Drs. Kiran and Arun Sharma also received prison sentences.

"He was known in the community as a pill doctor," federal prosecutor Al Balboni said.

They gave superficial injections to patients, but they falsely billed for major joint and spinal injections.

"He was never doing what he was claiming," Balboni said.

He said during the time of the scheme, the Sharmas' practice increased the number of patients it claimed to see. In 1998, they saw an average of 50-60 patients a day.

That jumped to more than 100 a day in 2003, Balboni told Local 2.

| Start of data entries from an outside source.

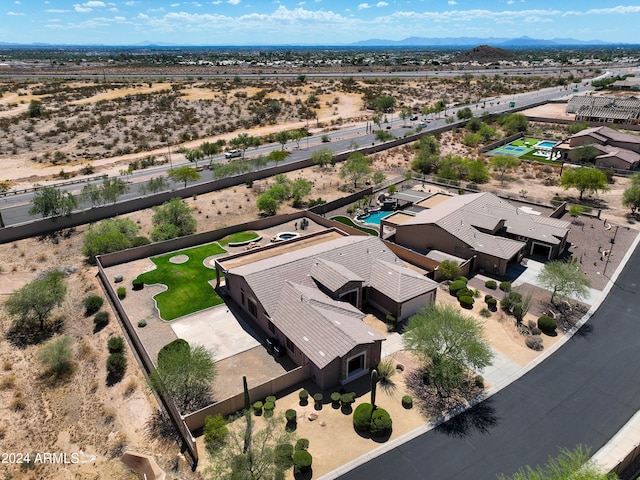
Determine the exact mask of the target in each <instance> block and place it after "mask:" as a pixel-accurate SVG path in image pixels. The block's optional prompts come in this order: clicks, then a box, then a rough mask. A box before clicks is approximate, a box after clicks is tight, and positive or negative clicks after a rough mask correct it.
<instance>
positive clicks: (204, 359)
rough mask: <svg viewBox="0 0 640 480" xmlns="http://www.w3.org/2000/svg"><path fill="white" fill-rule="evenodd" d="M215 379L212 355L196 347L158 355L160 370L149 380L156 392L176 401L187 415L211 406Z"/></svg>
mask: <svg viewBox="0 0 640 480" xmlns="http://www.w3.org/2000/svg"><path fill="white" fill-rule="evenodd" d="M215 378H216V364H215V361H214V357H213V354H212V353H211V352H209V350H207V349H206V348H204V347H203V346H201V345H193V346H190V347H188V348H172V349H168V350H166V351H164V352H163V354H162V355H160V354H158V367H157V368H156V369H155V370H154V371H153V372H151V375H150V376H149V381H150V383H151V387H152V388H153V389H155V390H156V391H158V392H161V393H164V394H167V395H169V396H170V397H171V398H173V401H174V402H175V403H176V406H177V407H178V409H179V410H180V412H182V413H188V412H193V411H195V410H197V409H199V408H202V407H204V406H206V405H207V404H209V402H210V401H211V384H212V383H213V381H214V380H215Z"/></svg>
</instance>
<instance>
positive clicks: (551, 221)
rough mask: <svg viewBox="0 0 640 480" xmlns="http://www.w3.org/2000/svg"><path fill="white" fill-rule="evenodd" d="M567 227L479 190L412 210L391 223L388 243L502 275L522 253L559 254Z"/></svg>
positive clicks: (568, 223)
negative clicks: (411, 216) (479, 191)
mask: <svg viewBox="0 0 640 480" xmlns="http://www.w3.org/2000/svg"><path fill="white" fill-rule="evenodd" d="M569 226H570V223H569V222H566V221H564V220H559V219H556V218H549V217H545V216H544V215H542V214H541V212H536V211H535V210H531V209H525V208H523V207H516V206H514V205H512V204H510V203H509V202H507V201H505V200H502V199H501V198H499V197H498V196H496V195H494V194H492V193H488V192H484V193H474V194H465V195H459V196H453V197H451V198H450V199H449V200H447V201H446V202H442V203H439V204H437V205H435V206H434V207H433V208H429V209H426V210H422V211H421V212H418V213H416V215H415V216H414V217H413V218H412V219H410V220H408V221H405V222H404V223H402V224H401V225H397V226H396V234H395V239H394V241H395V243H397V244H399V245H402V246H404V247H406V248H409V249H411V250H414V251H417V252H420V253H423V254H428V253H429V252H430V251H431V250H438V251H441V252H445V253H447V254H450V255H454V256H456V257H459V258H463V259H465V260H469V259H473V265H472V269H473V270H483V271H487V272H491V273H495V274H498V275H504V274H505V272H506V270H507V266H508V265H509V263H512V262H519V261H520V260H521V259H522V257H523V256H524V255H541V256H543V257H545V258H547V259H553V258H556V257H557V256H558V255H560V254H561V253H562V252H563V250H564V248H565V245H566V241H567V236H568V234H569Z"/></svg>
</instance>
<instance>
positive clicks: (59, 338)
mask: <svg viewBox="0 0 640 480" xmlns="http://www.w3.org/2000/svg"><path fill="white" fill-rule="evenodd" d="M72 344H73V339H72V338H71V337H70V336H68V335H63V336H61V337H58V338H54V339H53V340H50V341H48V342H47V343H46V344H45V345H44V346H43V347H42V348H41V349H40V350H39V351H38V360H39V361H40V363H42V364H43V365H44V366H45V368H46V369H47V373H48V374H50V375H51V376H52V377H53V378H54V379H56V380H57V379H61V378H63V377H64V376H66V375H68V374H70V373H71V372H72V371H73V363H72V360H73V349H72V348H71V345H72Z"/></svg>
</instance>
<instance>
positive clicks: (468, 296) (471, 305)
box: [458, 295, 473, 310]
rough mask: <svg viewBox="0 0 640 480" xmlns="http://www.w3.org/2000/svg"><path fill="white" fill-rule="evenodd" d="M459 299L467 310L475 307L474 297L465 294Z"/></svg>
mask: <svg viewBox="0 0 640 480" xmlns="http://www.w3.org/2000/svg"><path fill="white" fill-rule="evenodd" d="M458 301H459V302H460V306H461V307H462V308H466V309H467V310H471V309H472V308H473V297H469V296H466V295H465V296H464V297H460V298H459V299H458Z"/></svg>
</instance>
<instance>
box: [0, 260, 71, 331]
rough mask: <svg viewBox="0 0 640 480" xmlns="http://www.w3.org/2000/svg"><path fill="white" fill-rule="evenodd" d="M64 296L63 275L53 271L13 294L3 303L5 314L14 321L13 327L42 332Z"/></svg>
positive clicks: (63, 277)
mask: <svg viewBox="0 0 640 480" xmlns="http://www.w3.org/2000/svg"><path fill="white" fill-rule="evenodd" d="M66 294H67V284H66V282H65V280H64V273H62V272H60V271H58V270H54V271H51V272H49V273H47V274H46V275H45V276H44V277H42V278H41V279H36V280H33V281H31V282H29V283H27V284H26V285H24V286H23V287H21V288H19V289H18V290H16V291H15V292H13V293H12V294H11V295H10V296H9V298H8V299H7V301H6V303H5V306H4V308H5V312H6V314H7V315H8V316H9V317H11V318H12V319H13V320H14V326H15V327H18V328H24V329H27V330H29V331H33V329H34V328H35V327H37V328H39V329H40V331H41V332H42V331H44V327H45V322H46V321H47V319H48V318H49V316H50V315H51V312H52V311H53V310H54V309H55V308H56V307H59V306H60V305H62V302H64V299H65V297H66Z"/></svg>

On Jan. 6, 2005, the Sharma practice claimed it saw 279 patients.

Balboni said it is impossible for a doctor to give major injections to that may people in one day.

Asset forfeiture:

Prosecutors go after lost taxpayer money, but rarely recover all of it.

"Sometimes the money goes to another country and we cannot get it. But we follow their bank accounts and see what assets they have, and use forfeiture laws to try and get the property back," said Balboni.

In the Sharma case, investigators found $700,000 in cash inside their luxury, waterfront Kemah home and $800,000 in two safety deposit boxes.

The government seized and sold their $700,000 home in Kemah.